Estando así las cosas, empieza a hacerse evidente, no ya que la UE no puede ser democrática, sino que es la democracia misma la que no puede ser europea. Miren la tele, miren la plaza pública, el debate, escuchen las conversaciones políticas en los bares. Y busquen los asuntos europeos, todas esas cosas que tanto se deciden en el Parlamento, o en la Comisión. Uno no sabe de qué extrañarse más, si de que los españoles no se interesen por la marcha de un proyecto político en el que creen ciegamente o de que crean ciegamente en un proyecto político por el que no se interesan. La única explicación posible es que el europeísmo español es un sentimiento más negativo que positivo, una huida más que una atracción. Una postura de escepticismo ante la democracia, de que es mejor que las decisiones se tomen en otro sitio más serio. Una profunda falta de autoestima.  

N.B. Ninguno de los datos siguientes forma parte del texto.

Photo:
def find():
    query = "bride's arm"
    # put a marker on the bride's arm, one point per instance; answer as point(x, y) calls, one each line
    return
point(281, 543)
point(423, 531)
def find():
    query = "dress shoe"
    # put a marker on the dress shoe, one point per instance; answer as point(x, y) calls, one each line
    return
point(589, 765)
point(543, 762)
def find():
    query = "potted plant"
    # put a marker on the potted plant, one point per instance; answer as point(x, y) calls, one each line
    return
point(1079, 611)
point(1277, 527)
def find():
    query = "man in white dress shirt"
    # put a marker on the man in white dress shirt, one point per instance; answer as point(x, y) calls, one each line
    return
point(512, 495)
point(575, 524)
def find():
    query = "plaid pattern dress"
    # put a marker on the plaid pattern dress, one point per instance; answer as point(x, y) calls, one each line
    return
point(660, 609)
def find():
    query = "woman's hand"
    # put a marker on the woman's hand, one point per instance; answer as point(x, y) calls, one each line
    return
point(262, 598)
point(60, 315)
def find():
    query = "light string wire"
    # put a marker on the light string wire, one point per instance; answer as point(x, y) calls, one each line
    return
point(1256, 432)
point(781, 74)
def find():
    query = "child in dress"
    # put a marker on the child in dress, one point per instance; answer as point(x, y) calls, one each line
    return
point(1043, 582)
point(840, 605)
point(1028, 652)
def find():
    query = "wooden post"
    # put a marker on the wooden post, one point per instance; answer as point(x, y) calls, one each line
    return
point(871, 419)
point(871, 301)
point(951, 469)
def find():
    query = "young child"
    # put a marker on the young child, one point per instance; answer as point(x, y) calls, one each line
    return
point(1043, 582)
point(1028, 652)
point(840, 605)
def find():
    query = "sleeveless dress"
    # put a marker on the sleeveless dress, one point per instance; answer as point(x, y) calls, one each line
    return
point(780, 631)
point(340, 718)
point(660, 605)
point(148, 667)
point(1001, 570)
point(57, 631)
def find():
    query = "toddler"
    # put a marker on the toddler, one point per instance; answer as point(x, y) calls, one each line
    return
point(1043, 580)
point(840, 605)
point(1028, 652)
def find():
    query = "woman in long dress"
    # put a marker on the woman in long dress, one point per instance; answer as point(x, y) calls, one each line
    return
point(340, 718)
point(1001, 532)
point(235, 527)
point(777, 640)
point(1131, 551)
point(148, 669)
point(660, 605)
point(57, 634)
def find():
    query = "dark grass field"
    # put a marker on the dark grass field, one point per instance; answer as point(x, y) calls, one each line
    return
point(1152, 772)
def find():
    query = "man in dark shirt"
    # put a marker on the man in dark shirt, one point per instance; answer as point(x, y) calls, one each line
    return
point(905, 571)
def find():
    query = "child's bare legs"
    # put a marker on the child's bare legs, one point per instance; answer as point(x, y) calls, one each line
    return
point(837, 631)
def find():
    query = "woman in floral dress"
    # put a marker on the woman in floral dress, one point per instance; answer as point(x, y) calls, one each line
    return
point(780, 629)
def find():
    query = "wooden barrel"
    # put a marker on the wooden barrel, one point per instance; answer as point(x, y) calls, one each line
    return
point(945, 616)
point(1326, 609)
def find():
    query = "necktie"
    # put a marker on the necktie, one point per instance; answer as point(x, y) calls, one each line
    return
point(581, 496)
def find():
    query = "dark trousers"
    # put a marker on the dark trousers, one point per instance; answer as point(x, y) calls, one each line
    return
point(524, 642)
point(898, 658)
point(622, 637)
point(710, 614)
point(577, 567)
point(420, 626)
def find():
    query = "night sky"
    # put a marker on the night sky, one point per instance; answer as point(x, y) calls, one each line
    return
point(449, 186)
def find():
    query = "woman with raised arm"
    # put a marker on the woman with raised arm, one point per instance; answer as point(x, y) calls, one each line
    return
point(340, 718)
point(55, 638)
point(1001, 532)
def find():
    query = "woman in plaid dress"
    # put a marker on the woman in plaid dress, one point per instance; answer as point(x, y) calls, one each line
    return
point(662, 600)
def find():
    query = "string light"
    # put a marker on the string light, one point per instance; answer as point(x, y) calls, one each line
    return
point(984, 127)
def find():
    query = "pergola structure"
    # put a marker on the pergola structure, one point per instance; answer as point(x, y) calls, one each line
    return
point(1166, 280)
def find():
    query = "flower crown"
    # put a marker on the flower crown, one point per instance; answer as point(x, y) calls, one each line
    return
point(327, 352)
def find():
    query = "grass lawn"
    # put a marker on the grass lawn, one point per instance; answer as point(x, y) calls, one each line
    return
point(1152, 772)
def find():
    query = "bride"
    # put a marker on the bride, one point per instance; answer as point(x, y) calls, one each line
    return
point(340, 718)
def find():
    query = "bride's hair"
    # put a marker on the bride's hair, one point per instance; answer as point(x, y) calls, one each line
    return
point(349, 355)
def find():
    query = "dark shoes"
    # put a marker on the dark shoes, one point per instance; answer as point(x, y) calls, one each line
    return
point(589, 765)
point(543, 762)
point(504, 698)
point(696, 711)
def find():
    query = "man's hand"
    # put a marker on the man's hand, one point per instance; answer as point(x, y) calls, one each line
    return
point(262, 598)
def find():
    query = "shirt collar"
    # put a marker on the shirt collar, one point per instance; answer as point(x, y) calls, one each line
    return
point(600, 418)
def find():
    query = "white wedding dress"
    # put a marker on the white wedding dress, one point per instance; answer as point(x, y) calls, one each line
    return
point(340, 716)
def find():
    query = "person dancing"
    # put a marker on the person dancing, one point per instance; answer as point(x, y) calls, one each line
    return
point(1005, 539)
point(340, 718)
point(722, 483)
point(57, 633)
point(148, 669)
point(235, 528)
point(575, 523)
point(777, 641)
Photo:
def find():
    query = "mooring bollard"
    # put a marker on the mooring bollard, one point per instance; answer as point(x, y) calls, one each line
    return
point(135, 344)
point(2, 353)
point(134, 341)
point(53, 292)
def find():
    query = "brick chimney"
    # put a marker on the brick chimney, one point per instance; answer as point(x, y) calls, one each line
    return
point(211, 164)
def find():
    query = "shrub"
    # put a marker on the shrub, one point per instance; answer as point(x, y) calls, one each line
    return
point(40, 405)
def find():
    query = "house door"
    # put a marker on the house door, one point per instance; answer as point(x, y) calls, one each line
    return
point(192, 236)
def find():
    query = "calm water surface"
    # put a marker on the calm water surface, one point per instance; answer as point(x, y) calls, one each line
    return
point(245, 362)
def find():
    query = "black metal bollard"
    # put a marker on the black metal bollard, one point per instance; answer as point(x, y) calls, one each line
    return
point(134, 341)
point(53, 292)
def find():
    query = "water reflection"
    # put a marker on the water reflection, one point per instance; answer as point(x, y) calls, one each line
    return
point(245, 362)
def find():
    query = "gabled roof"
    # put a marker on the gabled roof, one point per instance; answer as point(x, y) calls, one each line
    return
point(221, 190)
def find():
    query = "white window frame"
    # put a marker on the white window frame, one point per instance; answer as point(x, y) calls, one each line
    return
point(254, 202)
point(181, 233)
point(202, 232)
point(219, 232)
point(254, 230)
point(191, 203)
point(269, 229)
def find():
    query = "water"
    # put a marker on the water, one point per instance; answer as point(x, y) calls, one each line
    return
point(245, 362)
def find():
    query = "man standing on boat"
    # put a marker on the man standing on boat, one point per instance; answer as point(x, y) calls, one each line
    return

Los devotos incondicionales de la UE -que en España son la inmensa mayoría de la población y la totalidad de los partidos- conciben la democracia como una mera formalidad administrativa aplicable a cualquier escala y de la noche a la mañana. Una cosa ahistórica, euclídea, de una legitimidad abstracta e intachable, y no un fenómeno real ligado a la conformación histórica, lenta y dolorosa, de sociedades políticas. Pero la realidad es tozuda: Por suerte o por desgracia, cuando las decisiones más importantes se toman en un ámbito ausente de nuestro mundo, que escapa al juicio público, al interés y al comentario popular e incluso al periodístico, la democracia, sencillamente, no tiene lugar.